Take cuttings 7.5-10cm (3-4in) long, cutting just below a leaf joint, or node. Remove the leaves from the lower one-third to half of the stem and insert in a gritty cuttings compost to the base of the leaves, spacing the cuttings so the leaves do not touch. Then place the pot in a plastic bag (except pelargoniums, which don't like a close environment) or in a propagator. Because it's warm at this time of year, you shouldn't need a heated propagator. Place somewhere out of direct sunlight to root.

Plants should have rooted in 2 to 3 weeks, when they can be potted on separately.

Overwintering

Because these plants aren't hardy, once temperatures drop in late autumn, they will need to be kept somewhere frost free with good light. A heated greenhouse or conservatory are the best choice, but a windowsill in the house should be fine. They will need a minimum temperature of around 4-5°C (40°F). Keep the compost just moist, certainly don't overwater.

Next year from late spring onwards, they can be planted out in the garden and you'll have the very nice feeling of knowing you didn't have to buy them!

Collecting seeds

This is also a great time to collect seeds from a wide range of perennials and bedding plants to help save even more money next year.
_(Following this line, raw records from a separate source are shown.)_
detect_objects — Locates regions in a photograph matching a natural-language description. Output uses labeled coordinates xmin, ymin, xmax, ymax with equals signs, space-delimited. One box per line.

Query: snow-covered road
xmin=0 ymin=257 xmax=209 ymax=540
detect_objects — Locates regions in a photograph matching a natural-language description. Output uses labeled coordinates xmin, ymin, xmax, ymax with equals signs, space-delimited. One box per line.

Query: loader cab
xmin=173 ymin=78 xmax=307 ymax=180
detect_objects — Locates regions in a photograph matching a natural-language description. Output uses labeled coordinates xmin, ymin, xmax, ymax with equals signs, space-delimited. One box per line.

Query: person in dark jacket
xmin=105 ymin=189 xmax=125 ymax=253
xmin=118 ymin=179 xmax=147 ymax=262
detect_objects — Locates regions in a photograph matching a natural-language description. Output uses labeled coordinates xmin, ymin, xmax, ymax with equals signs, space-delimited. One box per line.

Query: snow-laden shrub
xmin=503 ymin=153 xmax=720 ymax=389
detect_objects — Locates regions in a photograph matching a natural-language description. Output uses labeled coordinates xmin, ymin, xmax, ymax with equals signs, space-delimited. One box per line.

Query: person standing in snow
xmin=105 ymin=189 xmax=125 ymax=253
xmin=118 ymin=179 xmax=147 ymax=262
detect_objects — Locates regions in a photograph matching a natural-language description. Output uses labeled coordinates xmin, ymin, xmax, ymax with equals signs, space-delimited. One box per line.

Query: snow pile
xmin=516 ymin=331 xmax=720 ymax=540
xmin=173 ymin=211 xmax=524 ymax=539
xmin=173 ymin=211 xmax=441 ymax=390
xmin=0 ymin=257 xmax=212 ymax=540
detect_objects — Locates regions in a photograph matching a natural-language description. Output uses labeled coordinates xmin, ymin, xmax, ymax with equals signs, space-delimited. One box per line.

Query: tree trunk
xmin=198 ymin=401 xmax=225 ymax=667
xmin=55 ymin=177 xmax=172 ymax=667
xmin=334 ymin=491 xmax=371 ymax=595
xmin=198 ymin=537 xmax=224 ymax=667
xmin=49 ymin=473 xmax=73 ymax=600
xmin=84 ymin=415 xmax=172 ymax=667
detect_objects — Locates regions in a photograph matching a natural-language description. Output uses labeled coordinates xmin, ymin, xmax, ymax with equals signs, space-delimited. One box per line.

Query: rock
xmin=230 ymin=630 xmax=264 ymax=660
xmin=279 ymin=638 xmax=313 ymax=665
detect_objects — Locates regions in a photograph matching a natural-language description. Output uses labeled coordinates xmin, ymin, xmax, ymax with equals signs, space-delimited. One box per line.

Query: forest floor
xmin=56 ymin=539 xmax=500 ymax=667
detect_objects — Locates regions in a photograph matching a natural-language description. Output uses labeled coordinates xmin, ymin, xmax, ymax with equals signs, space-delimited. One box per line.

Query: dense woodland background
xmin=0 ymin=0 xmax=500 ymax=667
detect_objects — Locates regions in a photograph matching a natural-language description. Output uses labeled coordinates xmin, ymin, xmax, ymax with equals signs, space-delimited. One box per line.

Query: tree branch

The only plants it is not worth saving seed from are F1 bedding plants, since the plants they produce won't come true to type and will be vary variable.

Seed should be collected once it is completely ripe, but before it is dispersed from the plant - sometimes a very fine line! Covering the seedheads with a paper bag will prevent them from being dispersed before you have a chance to collect them.

Storing seeds

Whenever possible, collect the seed on a fine, dry day as this will help ensure the seed is perfectly dry. Seeds have to be dry for storage, since damp seed will rot or go off very quickly. Pick through the seeds to remove any old bits of seedhead and other debris - or gently blow them to remove it. Then seal them in small paper bags or airtight containers and keep them cool and dark until you're ready to sow them next spring. A fridge is an excellent place to keep them, if you have room among all the produce from the garden!